To tell him he was a free man, and at the same time shut him off from free access to the soil upon which he had been reared, without a penny in his pocket, and with an army of children at his coat-tail--some of his reputed wife's children being the illegitimate offspring of a former inhuman master--was to add insult to injury, to mix syrup and hyssop, to aggravate into curses the pretended conferrence of blessings. When I think of the absolutely destitute condition of the colored people of the South at the close of the Rebellion; when I remember the moral and intellectual enervation which slavery had produced in them; when I remember that not only were they thus bankrupt, but that they were absolutely and unconditionally cut off from the soil, with absolutely no right or title in it, I am surprised,--not that they have already got a respectable slice of landed interests; not that they have taken hold eagerly of the advantages of moral and intellectual opportunities of development placed in their reach by the charitable philanthropy of good men and women; not that they have bought homes and supplied them with articles of convenience and comfort, often of luxury--but I am surprised that the race did not turn robbers and highwaymen, and, in turn, terrorize and rob society as society had for so long terrorized and robbed them.

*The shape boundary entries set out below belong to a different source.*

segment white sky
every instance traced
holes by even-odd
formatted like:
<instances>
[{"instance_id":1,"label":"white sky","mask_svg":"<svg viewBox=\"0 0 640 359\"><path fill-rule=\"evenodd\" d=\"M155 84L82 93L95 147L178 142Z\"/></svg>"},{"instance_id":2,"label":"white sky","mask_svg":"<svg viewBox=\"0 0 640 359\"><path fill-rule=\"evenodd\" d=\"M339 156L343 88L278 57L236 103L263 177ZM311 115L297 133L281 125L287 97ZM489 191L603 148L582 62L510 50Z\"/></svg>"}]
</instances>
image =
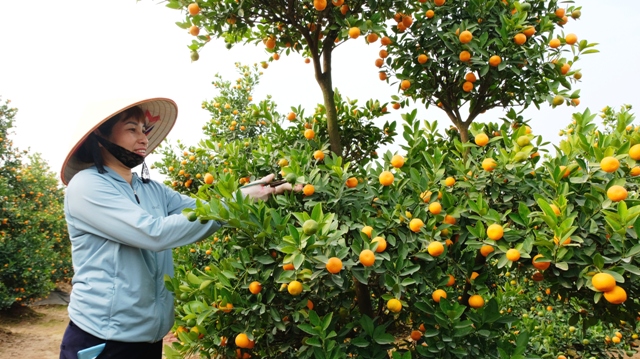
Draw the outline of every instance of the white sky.
<instances>
[{"instance_id":1,"label":"white sky","mask_svg":"<svg viewBox=\"0 0 640 359\"><path fill-rule=\"evenodd\" d=\"M577 3L583 7L582 18L570 19L565 31L600 44L600 53L584 56L576 65L583 73L576 87L582 90L581 105L543 105L524 115L534 119L534 133L554 143L578 110L622 104L633 105L634 111L640 108L640 48L635 43L640 2ZM183 16L153 0L0 0L0 96L19 109L15 145L42 153L59 172L84 104L96 98L146 95L174 99L179 116L169 139L195 144L209 119L201 102L217 95L213 75L221 73L233 81L238 77L234 62L253 64L269 55L262 46L227 50L222 41L212 40L200 52L200 60L192 63L187 49L192 37L174 24ZM334 52L334 88L360 104L370 98L390 101L397 92L378 80L374 60L379 49L379 42L367 46L363 39L340 46ZM297 54L283 56L264 70L254 101L267 94L284 114L298 105L311 112L322 102L312 65ZM420 119L450 125L444 112L418 108ZM383 119L395 119L400 126L400 114L408 110L390 111ZM497 121L502 114L493 110L478 120ZM149 164L154 158L158 157L152 156Z\"/></svg>"}]
</instances>

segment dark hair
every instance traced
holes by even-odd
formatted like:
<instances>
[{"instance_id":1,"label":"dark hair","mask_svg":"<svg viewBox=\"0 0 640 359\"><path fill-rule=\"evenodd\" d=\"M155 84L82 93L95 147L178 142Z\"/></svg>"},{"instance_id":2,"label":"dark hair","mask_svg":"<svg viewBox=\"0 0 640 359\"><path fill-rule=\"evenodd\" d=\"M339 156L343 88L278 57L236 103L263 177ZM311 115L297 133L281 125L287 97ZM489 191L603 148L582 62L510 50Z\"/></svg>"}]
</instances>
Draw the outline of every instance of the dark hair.
<instances>
[{"instance_id":1,"label":"dark hair","mask_svg":"<svg viewBox=\"0 0 640 359\"><path fill-rule=\"evenodd\" d=\"M119 112L117 115L111 117L107 121L105 121L100 127L98 127L98 131L102 137L111 136L111 132L113 131L113 126L118 121L125 120L128 118L134 118L136 120L144 120L144 111L138 106L134 106L128 108L122 112ZM98 146L98 140L95 138L95 134L91 133L89 137L82 143L80 148L75 153L75 156L82 162L85 163L95 163L98 166L98 170L100 173L103 173L104 169L102 168L102 153L100 152L100 146Z\"/></svg>"}]
</instances>

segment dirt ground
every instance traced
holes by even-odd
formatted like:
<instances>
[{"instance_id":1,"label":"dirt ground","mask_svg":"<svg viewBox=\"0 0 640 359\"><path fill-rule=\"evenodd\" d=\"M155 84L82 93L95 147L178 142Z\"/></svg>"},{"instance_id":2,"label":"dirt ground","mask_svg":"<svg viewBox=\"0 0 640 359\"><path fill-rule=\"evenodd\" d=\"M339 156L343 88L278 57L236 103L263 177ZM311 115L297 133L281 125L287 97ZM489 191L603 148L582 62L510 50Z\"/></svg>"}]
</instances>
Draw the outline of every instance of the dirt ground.
<instances>
[{"instance_id":1,"label":"dirt ground","mask_svg":"<svg viewBox=\"0 0 640 359\"><path fill-rule=\"evenodd\" d=\"M37 305L0 311L0 358L58 359L69 324L66 305ZM172 341L165 337L165 343Z\"/></svg>"},{"instance_id":2,"label":"dirt ground","mask_svg":"<svg viewBox=\"0 0 640 359\"><path fill-rule=\"evenodd\" d=\"M58 359L68 323L66 305L0 312L0 358ZM172 340L170 336L165 337L165 343ZM640 354L632 358L640 359Z\"/></svg>"}]
</instances>

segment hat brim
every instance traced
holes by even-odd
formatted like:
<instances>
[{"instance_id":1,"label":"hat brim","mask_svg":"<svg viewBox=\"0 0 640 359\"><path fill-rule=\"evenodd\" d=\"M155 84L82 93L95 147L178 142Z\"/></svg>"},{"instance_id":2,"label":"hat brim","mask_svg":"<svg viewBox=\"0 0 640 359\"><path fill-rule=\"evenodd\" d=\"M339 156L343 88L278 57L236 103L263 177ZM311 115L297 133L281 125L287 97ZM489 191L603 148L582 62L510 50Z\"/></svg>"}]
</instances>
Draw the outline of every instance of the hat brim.
<instances>
[{"instance_id":1,"label":"hat brim","mask_svg":"<svg viewBox=\"0 0 640 359\"><path fill-rule=\"evenodd\" d=\"M62 169L60 170L62 183L67 185L76 173L93 165L93 162L80 161L76 155L76 152L82 147L89 135L113 116L134 106L139 106L145 113L148 111L154 120L157 119L151 131L147 134L149 144L146 155L153 152L164 141L178 117L178 106L173 100L162 97L143 100L115 99L92 105L87 108L85 114L81 117L76 129L76 135L73 137L77 141L72 142L73 146L62 164Z\"/></svg>"}]
</instances>

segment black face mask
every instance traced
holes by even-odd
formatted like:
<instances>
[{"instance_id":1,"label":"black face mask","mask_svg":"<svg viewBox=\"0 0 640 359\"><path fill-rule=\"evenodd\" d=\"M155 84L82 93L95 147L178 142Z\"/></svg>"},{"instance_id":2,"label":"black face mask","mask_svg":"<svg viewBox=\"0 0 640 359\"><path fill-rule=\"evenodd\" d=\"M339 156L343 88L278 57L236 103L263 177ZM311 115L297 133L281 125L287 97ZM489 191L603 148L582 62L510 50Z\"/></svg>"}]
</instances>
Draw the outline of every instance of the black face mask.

The thing is strange, marvelous, phenomenal in the extreme.
Instead of becoming outlaws, as the critical condition would seem to have indicated, the black men of the South _went manfully to work_ to better their own condition and the crippled condition of the country which had been produced by the ravages of internecine rebellion; _while the white men of the South, the capitalists, the land-sharks, the poor white trash, and the nondescripts, with a thousand years of Christian civilization and culture behind them, with "the boast of chivalry, the pomp of power," these white scamps, who had imposed upon the world the idea that they were paragons of virtue and the heaven-sent vicegerents of civil power, organized themselves into a band of outlaws, whose concatenative chain of auxiliaries ran through the entire South, and deliberately proceeded to murder innocent men and women for POLITICAL REASONS and to systematically rob them of their honest labor because they were too accursedly lazy to labor themselves._ But this highly abnormal, unnatural condition of things is fast passing away.
The white man having asserted his superiority in the matters of assassination and robbery, has settled down upon a barrel of dynamite, as he did in the days of slavery, and will await the explosion with the same fatuity and self-satisfaction true of him in other days.